Alyosha stood, gazed, and suddenly threw himself down on the earth. He did not know why he embraced it. He could not have told why he longed so irresistibly to kiss it, to kiss it all. But he kissed it weeping, sobbing, and watering it with his tears, and vowed passionately to love it, to love it for ever and ever. "Water the earth with the tears of your joy and love those tears," echoed in his soul.

What was he weeping over?

Oh! in his rapture he was weeping even over those stars, which were shining to him from the abyss of space, and "he was not ashamed of that ecstasy." There seemed to be threads from all those innumerable worlds of God, linking his soul to them, and it was trembling all over "in contact with other worlds." He longed to forgive everyone and for everything, and to beg forgiveness. Oh, not for himself, but for all men, for all and for everything. "And others are praying for me too," echoed again in his soul. But with every instant he felt clearly and, as it were, tangibly, that something firm and unshakable as that vault of heaven had entered into his soul. It was as though some idea had seized the sovereignty of his mind -- and it was for all his life and for ever and ever. He had fallen on the earth a weak boy, but he rose up a resolute champion, and he knew and felt it suddenly at the very moment of his ecstasy. And never, never, his life long, could Alyosha forget that minute.


Not a moment passes that we are not given an opportunity to experience a profound revelation...a chance at conversion. Were we to truly embrace life...all of life for what it is and for Who is in it, I wonder if we'd have so much need to worry about the political "solutions." This is true for both Democrat and Republicans, liberal and conservative...and yes...even crotchety libertarians like me.

One more thing. However you obtain movies to watch, seek out this one NOW:

Bella.

Comments

bob said…
I don't know why, but in Athonite churches the choirs on either side of the church are all, or nearly all, frescoed with military saints. It looks like the choir should be rattling and clanking with all the armor, mail and weaponry. Very bellicose looking singers with all the martial scenery.
Anonymous said…
I was tracking with most of what you read, until I got to Dostoevsky. It's funny, 20 years ago, a young Russian lit major and a convert, I loved Dostoevsky. Now, and the passage you provide is a great example, I'm just left cold. It seems preposterous, impractical.

My main fear of the private school solution is that it will have the effect, if indeed it already hasn't, of so fracturing society, that no one will have any shared values or "intellectual furnishings", and even more importantly, no one will realize that there should be any commonality, any "culture." Some people think this is absurdly exaggerated, I would argue that it's already happened. When it comes to religion, movies, books, information, opinions, there just seems to be an explosion of diversity, and the vocabulary to have a decent conversation "over beer" has been lost. So I get uneasy about just flushing the public schools.

- Steve K
fdj said…
It seems preposterous, impractical.

I'm not sure that is necessarily a criticism.
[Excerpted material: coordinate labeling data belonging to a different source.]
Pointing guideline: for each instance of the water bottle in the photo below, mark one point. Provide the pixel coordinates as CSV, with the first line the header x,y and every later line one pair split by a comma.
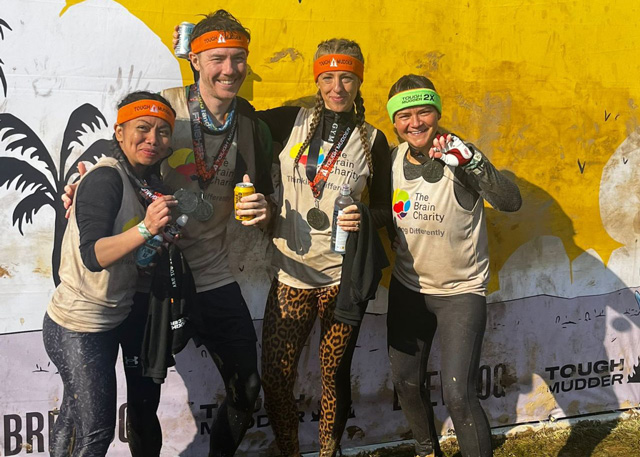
x,y
338,235
147,253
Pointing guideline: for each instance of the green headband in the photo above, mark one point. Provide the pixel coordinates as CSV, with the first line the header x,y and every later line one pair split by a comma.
x,y
411,98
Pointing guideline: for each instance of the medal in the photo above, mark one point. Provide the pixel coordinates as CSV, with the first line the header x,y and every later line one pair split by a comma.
x,y
317,219
432,170
203,211
187,201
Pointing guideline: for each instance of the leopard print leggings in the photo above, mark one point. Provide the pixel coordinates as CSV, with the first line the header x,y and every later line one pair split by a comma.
x,y
289,317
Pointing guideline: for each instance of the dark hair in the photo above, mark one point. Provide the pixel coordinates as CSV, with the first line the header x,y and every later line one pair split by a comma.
x,y
144,95
220,20
350,48
408,82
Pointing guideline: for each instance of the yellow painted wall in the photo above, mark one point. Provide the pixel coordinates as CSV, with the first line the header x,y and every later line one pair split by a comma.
x,y
536,85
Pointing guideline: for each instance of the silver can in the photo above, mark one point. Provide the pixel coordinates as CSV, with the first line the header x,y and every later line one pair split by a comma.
x,y
184,36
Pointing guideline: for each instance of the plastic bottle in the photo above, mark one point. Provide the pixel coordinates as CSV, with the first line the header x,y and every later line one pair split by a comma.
x,y
148,252
338,235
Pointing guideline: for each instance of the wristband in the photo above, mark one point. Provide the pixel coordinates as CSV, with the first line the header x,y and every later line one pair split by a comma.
x,y
144,231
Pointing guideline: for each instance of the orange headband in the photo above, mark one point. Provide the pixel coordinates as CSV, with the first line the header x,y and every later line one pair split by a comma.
x,y
338,62
146,108
219,39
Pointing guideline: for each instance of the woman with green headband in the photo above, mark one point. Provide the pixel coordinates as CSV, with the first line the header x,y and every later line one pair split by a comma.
x,y
442,265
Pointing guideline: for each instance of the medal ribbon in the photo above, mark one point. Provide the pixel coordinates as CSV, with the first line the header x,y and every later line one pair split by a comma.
x,y
195,117
318,178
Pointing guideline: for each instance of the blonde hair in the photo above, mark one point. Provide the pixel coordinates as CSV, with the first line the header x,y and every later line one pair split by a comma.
x,y
350,48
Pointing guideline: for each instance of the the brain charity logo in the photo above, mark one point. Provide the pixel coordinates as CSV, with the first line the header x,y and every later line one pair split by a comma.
x,y
303,158
184,162
401,203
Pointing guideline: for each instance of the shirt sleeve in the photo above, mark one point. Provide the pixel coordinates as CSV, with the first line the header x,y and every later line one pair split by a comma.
x,y
380,186
97,205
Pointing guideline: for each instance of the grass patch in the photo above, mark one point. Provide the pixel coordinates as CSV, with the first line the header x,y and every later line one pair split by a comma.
x,y
618,438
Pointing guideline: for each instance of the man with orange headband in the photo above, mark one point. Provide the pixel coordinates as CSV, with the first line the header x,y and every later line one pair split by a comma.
x,y
218,140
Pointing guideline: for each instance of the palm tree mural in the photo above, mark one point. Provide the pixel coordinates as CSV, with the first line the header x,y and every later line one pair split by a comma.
x,y
41,188
3,80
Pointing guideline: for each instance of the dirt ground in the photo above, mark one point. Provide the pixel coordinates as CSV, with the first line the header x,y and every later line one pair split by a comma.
x,y
619,438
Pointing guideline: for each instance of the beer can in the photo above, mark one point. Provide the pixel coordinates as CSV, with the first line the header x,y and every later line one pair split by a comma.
x,y
184,36
242,189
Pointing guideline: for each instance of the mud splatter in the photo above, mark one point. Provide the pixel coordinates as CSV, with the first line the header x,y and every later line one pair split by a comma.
x,y
431,61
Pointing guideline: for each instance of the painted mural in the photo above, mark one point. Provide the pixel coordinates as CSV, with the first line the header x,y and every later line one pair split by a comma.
x,y
547,90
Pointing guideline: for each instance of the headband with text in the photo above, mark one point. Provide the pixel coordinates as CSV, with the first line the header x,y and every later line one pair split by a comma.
x,y
411,98
219,39
338,62
146,108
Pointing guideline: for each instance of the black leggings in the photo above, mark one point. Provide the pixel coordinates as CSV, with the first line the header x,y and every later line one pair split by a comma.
x,y
86,363
412,320
226,329
143,394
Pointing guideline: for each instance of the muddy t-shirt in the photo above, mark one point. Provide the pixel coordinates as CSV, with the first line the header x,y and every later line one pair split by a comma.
x,y
88,301
303,257
443,247
204,244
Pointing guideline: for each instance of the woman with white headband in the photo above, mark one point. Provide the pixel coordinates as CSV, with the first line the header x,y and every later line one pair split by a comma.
x,y
442,265
114,213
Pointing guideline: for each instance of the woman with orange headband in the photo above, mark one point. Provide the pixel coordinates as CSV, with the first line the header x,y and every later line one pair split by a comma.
x,y
85,317
324,148
442,265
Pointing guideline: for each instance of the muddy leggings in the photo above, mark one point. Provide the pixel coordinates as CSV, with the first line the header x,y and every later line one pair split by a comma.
x,y
86,363
412,320
289,317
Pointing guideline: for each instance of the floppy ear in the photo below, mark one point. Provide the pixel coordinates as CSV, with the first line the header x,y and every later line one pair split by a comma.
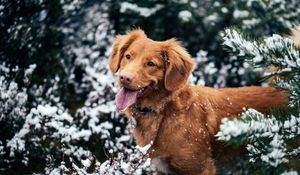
x,y
179,65
120,45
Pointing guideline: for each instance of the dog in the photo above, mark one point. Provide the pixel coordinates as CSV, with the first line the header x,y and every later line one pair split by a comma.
x,y
178,119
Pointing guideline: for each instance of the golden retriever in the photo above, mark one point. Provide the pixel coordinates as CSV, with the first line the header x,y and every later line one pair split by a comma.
x,y
180,120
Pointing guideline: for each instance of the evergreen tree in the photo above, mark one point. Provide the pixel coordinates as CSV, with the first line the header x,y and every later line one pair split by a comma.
x,y
272,140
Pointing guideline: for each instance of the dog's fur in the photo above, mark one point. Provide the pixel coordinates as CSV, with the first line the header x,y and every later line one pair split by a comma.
x,y
184,118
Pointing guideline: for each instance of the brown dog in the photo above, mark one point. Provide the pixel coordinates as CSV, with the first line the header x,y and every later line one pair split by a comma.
x,y
179,119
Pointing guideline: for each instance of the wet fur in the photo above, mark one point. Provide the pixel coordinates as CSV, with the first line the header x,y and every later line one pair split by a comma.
x,y
185,118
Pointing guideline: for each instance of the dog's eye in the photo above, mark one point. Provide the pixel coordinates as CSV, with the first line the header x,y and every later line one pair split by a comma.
x,y
150,64
127,56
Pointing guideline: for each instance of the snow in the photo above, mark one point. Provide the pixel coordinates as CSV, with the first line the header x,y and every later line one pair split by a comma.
x,y
145,148
185,15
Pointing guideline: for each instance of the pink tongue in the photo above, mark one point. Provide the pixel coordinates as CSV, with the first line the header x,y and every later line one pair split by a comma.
x,y
125,98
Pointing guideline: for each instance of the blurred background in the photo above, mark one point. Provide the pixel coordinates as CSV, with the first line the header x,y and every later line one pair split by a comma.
x,y
57,113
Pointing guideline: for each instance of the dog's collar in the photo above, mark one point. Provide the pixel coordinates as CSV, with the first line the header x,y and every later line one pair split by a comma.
x,y
144,110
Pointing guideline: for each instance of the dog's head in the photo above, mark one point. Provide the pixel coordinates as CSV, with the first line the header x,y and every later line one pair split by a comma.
x,y
145,65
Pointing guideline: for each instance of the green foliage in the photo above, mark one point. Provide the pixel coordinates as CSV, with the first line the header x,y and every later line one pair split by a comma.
x,y
272,140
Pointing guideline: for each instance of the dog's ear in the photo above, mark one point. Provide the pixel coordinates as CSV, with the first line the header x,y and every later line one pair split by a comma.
x,y
178,63
120,45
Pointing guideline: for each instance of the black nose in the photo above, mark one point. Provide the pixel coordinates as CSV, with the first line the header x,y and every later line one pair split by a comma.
x,y
125,79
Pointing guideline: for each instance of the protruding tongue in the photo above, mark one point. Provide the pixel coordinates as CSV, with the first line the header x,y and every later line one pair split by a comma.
x,y
125,98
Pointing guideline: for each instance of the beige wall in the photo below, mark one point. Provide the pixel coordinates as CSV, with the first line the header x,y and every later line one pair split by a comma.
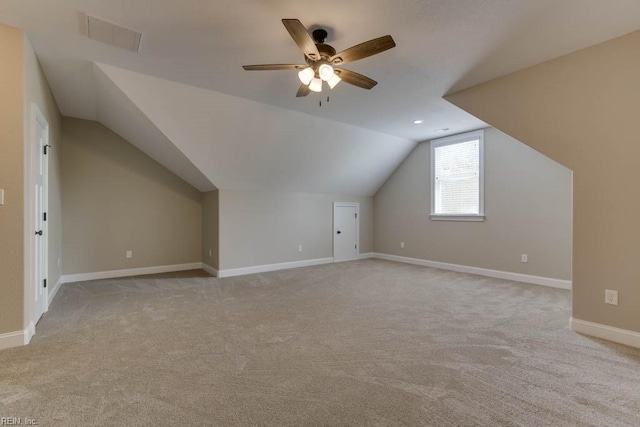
x,y
115,198
258,228
582,110
527,207
37,92
11,180
210,229
22,83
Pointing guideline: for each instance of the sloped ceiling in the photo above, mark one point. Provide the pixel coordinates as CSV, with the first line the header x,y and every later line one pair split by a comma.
x,y
184,99
243,144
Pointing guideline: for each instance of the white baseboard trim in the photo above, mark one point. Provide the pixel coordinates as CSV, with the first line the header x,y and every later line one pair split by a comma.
x,y
609,333
210,270
273,267
29,333
15,339
497,274
54,291
112,274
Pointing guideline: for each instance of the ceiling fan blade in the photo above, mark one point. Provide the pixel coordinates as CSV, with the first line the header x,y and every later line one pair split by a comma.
x,y
303,90
355,79
363,50
274,67
301,36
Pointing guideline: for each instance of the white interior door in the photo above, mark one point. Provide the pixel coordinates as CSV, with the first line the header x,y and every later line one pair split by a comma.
x,y
346,244
40,144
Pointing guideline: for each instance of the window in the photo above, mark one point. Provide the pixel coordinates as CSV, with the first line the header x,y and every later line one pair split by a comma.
x,y
457,177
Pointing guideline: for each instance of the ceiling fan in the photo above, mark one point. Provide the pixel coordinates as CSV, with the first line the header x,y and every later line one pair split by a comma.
x,y
322,59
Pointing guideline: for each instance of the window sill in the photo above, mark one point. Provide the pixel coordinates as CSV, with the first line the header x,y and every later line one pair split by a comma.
x,y
472,218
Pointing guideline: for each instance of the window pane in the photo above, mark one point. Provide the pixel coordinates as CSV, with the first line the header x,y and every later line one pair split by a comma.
x,y
457,178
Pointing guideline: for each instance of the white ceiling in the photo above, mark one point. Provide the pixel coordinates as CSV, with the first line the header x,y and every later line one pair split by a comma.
x,y
261,136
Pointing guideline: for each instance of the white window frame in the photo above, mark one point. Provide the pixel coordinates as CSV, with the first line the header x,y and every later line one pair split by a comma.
x,y
450,140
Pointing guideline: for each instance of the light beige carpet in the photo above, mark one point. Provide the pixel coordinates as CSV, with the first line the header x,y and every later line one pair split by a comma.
x,y
363,343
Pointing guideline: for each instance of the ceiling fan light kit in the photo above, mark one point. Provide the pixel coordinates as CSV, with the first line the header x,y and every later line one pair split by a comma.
x,y
322,59
306,75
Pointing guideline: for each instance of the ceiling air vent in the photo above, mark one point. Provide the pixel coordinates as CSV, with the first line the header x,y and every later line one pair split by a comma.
x,y
106,32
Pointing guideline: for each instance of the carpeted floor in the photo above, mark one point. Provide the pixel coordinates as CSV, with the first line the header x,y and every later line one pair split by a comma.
x,y
362,343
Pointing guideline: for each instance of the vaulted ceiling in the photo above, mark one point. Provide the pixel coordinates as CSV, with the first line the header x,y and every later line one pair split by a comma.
x,y
185,100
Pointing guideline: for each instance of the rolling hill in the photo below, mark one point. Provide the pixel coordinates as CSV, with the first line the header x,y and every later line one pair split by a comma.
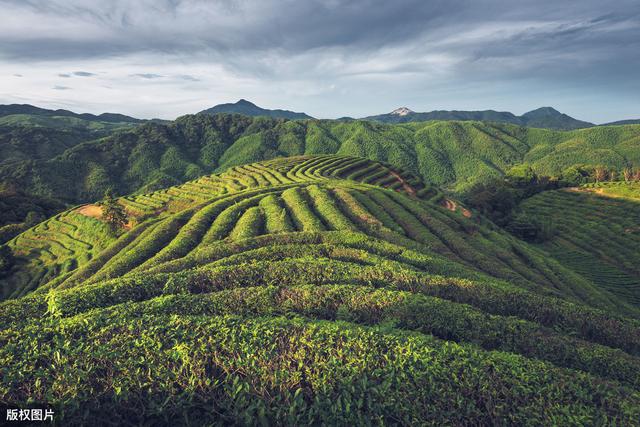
x,y
250,109
455,155
544,117
30,110
305,290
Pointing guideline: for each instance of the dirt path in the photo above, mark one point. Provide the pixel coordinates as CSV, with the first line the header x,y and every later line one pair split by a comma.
x,y
407,188
453,206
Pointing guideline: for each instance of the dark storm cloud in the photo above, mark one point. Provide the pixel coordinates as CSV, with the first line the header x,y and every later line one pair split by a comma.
x,y
98,28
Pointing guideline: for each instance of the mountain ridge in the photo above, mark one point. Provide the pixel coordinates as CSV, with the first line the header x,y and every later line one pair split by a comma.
x,y
250,109
543,117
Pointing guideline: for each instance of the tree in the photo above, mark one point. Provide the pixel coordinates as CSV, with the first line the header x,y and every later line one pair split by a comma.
x,y
6,259
112,212
33,218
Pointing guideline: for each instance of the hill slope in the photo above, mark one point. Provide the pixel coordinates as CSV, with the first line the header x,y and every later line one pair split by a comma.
x,y
295,291
250,109
544,117
596,233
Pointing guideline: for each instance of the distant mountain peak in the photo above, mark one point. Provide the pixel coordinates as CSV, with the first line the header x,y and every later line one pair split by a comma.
x,y
248,108
402,111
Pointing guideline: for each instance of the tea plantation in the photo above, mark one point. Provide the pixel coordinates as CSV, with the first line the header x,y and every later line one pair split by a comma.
x,y
311,290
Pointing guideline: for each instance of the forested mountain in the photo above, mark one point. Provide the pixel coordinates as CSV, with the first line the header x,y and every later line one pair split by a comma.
x,y
545,117
305,290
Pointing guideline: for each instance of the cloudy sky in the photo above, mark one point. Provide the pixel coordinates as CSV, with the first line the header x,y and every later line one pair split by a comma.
x,y
329,58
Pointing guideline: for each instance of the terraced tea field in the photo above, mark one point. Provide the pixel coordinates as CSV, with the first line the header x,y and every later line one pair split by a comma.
x,y
312,290
597,233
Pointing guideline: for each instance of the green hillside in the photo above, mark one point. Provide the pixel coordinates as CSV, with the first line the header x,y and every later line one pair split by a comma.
x,y
596,232
309,290
455,155
545,117
250,109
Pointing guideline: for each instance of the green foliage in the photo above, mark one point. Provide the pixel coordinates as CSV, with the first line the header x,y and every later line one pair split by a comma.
x,y
309,290
113,213
6,260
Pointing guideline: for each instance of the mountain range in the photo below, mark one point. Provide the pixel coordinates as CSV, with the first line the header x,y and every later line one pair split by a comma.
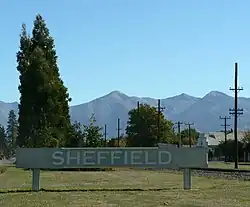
x,y
203,112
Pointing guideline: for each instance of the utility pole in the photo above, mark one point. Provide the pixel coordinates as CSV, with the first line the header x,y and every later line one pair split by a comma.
x,y
189,133
118,131
179,131
105,135
236,112
159,109
225,130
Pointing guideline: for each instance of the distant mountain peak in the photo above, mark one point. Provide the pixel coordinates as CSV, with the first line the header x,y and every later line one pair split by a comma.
x,y
216,94
183,96
117,95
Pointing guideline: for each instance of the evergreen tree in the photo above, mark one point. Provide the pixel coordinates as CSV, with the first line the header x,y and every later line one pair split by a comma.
x,y
44,119
3,143
11,131
93,134
142,127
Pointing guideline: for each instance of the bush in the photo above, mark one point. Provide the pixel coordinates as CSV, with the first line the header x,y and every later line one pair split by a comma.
x,y
3,169
81,169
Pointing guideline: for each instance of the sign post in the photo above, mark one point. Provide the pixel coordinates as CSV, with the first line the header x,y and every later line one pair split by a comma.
x,y
142,157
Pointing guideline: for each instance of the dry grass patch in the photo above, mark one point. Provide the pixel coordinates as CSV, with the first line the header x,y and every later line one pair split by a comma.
x,y
206,191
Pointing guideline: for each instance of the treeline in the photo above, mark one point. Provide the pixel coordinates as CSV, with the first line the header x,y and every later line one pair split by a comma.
x,y
44,120
227,149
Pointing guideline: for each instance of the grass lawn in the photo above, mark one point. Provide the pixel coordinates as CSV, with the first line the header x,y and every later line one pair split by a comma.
x,y
168,189
229,165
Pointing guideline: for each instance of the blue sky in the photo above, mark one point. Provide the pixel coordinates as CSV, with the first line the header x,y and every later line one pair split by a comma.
x,y
157,48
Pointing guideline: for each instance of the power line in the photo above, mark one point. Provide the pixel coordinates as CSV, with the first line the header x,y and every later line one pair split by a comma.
x,y
105,135
159,110
236,112
189,132
118,131
225,118
179,132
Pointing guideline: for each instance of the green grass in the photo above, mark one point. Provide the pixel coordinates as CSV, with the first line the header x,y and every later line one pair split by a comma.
x,y
3,169
206,191
229,165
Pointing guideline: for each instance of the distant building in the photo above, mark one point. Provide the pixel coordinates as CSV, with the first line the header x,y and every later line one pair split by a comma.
x,y
214,138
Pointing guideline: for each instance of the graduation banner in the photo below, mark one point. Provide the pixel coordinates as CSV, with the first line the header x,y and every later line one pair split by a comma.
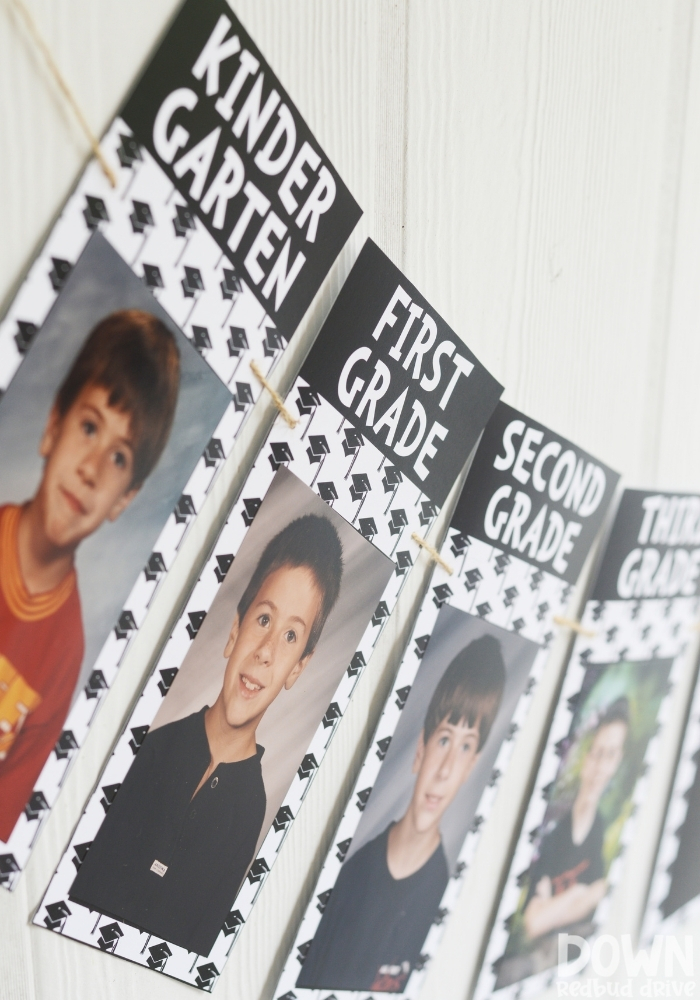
x,y
530,509
603,737
213,765
225,218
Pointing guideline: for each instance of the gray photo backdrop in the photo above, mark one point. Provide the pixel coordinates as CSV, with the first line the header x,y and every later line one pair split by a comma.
x,y
454,629
109,561
292,719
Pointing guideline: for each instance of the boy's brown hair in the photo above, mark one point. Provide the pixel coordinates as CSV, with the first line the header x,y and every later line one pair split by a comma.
x,y
132,355
470,690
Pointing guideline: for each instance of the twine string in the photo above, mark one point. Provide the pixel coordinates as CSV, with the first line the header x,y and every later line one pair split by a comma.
x,y
574,626
432,552
276,398
63,87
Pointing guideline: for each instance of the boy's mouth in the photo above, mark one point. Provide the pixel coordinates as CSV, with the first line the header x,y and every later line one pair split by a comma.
x,y
73,502
249,686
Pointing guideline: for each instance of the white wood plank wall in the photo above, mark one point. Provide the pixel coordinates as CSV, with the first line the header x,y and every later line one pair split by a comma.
x,y
534,167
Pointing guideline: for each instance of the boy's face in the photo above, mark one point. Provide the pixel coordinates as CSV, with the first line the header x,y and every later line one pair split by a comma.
x,y
603,759
265,650
89,466
442,764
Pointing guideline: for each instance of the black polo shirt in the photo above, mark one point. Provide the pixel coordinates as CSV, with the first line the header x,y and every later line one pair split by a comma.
x,y
374,926
567,863
164,862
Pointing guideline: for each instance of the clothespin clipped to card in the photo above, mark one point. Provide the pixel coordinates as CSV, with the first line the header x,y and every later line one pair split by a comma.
x,y
574,626
432,552
276,398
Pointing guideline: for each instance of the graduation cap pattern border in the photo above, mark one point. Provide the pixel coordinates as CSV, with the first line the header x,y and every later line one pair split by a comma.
x,y
684,778
633,630
354,483
150,225
147,222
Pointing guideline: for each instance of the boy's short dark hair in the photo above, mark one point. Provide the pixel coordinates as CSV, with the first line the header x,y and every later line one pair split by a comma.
x,y
617,711
132,355
309,541
470,690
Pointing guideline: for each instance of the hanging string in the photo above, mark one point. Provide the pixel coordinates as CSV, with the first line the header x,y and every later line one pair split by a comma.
x,y
276,398
64,88
574,626
432,552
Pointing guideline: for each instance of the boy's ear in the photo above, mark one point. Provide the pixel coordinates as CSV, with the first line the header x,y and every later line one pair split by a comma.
x,y
232,637
296,671
48,438
121,504
420,753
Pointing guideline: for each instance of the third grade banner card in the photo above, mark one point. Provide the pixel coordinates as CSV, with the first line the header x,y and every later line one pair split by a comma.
x,y
530,509
603,737
125,374
674,896
194,805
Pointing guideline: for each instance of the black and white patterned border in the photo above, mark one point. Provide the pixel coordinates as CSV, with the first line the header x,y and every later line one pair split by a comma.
x,y
629,630
684,778
331,456
505,591
149,224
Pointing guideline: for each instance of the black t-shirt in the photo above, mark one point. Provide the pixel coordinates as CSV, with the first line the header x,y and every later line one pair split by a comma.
x,y
202,846
567,863
374,925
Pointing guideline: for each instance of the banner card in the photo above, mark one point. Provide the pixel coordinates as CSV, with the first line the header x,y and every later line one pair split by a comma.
x,y
224,221
461,694
213,765
604,735
674,895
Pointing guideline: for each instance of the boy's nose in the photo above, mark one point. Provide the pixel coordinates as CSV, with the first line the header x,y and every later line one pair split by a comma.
x,y
264,650
89,466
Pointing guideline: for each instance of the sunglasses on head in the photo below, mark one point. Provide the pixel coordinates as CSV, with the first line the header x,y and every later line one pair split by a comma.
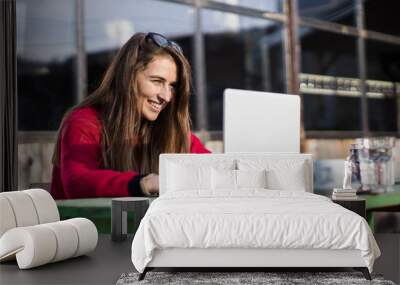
x,y
162,42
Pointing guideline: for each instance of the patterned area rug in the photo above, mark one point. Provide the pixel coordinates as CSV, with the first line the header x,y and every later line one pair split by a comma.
x,y
230,278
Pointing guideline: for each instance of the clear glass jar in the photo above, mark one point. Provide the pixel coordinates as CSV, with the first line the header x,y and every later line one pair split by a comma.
x,y
355,166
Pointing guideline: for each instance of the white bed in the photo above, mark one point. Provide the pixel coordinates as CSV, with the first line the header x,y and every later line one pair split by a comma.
x,y
247,210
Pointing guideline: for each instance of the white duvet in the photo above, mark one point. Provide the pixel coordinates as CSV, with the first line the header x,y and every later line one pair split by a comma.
x,y
250,218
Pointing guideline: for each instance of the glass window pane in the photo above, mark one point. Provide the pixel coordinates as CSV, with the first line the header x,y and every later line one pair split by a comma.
x,y
243,53
383,69
383,16
337,11
329,84
270,5
46,49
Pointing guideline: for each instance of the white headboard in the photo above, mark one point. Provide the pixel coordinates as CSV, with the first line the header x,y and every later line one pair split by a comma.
x,y
231,161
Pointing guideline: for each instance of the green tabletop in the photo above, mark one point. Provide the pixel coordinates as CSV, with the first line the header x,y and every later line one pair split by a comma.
x,y
383,200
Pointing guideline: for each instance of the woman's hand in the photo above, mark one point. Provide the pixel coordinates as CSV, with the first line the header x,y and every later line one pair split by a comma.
x,y
149,184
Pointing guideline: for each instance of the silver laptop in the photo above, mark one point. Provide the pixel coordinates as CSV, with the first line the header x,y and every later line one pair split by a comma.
x,y
261,122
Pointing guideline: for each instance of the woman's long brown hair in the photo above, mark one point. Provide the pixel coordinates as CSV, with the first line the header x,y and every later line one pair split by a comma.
x,y
128,141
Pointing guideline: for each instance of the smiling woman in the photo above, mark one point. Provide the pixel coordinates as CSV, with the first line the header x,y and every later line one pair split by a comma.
x,y
109,144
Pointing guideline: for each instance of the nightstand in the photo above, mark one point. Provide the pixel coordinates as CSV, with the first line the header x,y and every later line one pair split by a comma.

Much may be deemed impractical.

So I get uneasy about just flushing the public schools.

I guess the argument would be that keeping the present system and trying to mold schools into what would be required to satisfy ever diversified needs would eventually neuter the schools to a point of sterility. In other words...fighting the ongoing culture war with all the emotionalism attached to the rearing and education of our children - does that ugliness codified into public school policy (for good and for ill) make for a better system than freedom of choice and whatever ill effect it may have on a sense of community and culture? I'd suggest the former would and IS far more damaging to our sense of community.